Search and rescue crews are still holding out last hopes for finding the twelve Marines missing in Hawaii since late Thursday night, when their Super Stallion helicopters failed to return to base.
Searchers have found life rafts and other debris that were carried aboard the aircraft, but still have had no sign of the crew members who were on board. The debris was found on the North Shore of Oahu, where the two helicopters were involved in a midair collision during a nighttime training mission.
So far, the search has spanned more than 18,000 square miles, with a Navy warship, a Coast Guard cutter, several helicopters, jet ski teams, sonar, and dozens of Marines along the shoreline all scouring the surf for signs of life.

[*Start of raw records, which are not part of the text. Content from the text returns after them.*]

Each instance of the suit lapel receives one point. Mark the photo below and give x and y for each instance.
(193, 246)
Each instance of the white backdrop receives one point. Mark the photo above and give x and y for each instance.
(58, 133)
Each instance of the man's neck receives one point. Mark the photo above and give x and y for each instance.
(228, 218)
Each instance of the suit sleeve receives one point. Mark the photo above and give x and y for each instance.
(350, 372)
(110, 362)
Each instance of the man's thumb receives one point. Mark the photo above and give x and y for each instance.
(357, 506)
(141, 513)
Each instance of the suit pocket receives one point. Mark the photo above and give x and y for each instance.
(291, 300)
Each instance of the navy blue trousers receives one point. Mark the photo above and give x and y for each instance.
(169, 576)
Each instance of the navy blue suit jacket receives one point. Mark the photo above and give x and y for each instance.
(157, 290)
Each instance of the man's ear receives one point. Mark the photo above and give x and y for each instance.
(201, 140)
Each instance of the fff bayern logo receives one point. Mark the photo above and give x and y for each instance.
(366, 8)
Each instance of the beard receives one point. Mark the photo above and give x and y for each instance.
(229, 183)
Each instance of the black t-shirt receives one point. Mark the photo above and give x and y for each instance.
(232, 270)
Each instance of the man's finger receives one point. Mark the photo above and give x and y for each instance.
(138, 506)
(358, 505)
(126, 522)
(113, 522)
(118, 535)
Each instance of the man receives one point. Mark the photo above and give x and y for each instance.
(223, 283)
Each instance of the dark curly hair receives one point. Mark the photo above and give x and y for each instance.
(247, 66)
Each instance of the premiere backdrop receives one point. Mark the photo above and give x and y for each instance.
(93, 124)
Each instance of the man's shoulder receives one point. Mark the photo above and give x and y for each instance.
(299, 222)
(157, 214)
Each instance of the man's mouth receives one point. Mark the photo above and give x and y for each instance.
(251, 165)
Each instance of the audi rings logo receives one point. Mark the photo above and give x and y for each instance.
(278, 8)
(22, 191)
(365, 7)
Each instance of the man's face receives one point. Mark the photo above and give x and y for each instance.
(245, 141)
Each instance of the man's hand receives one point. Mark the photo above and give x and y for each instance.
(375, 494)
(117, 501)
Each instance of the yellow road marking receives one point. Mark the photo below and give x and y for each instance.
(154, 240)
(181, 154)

The first two days of the search were hampered by 30 foot waves from a storm off the coast of Hawaii. By Sunday, the weather had calmed, allowing search efforts to continue at full speed.
Still a search for survivors, Chief Petty Officer Sara Mooers said on Monday, “We err on the side of caution because the last thing that anybody wants is to suspend the search when there’s still a possibility of finding somebody.” She added that survival was possible under a “best-case” scenario.
According to the Marines, crews wear personal flotation devices and receive training in survival swimming.
We join the rest of the country in sending out thoughts and prayers for the twelve crew members, who come from Oregon to Massachusetts and range in rank from lance corporal to major, and their families.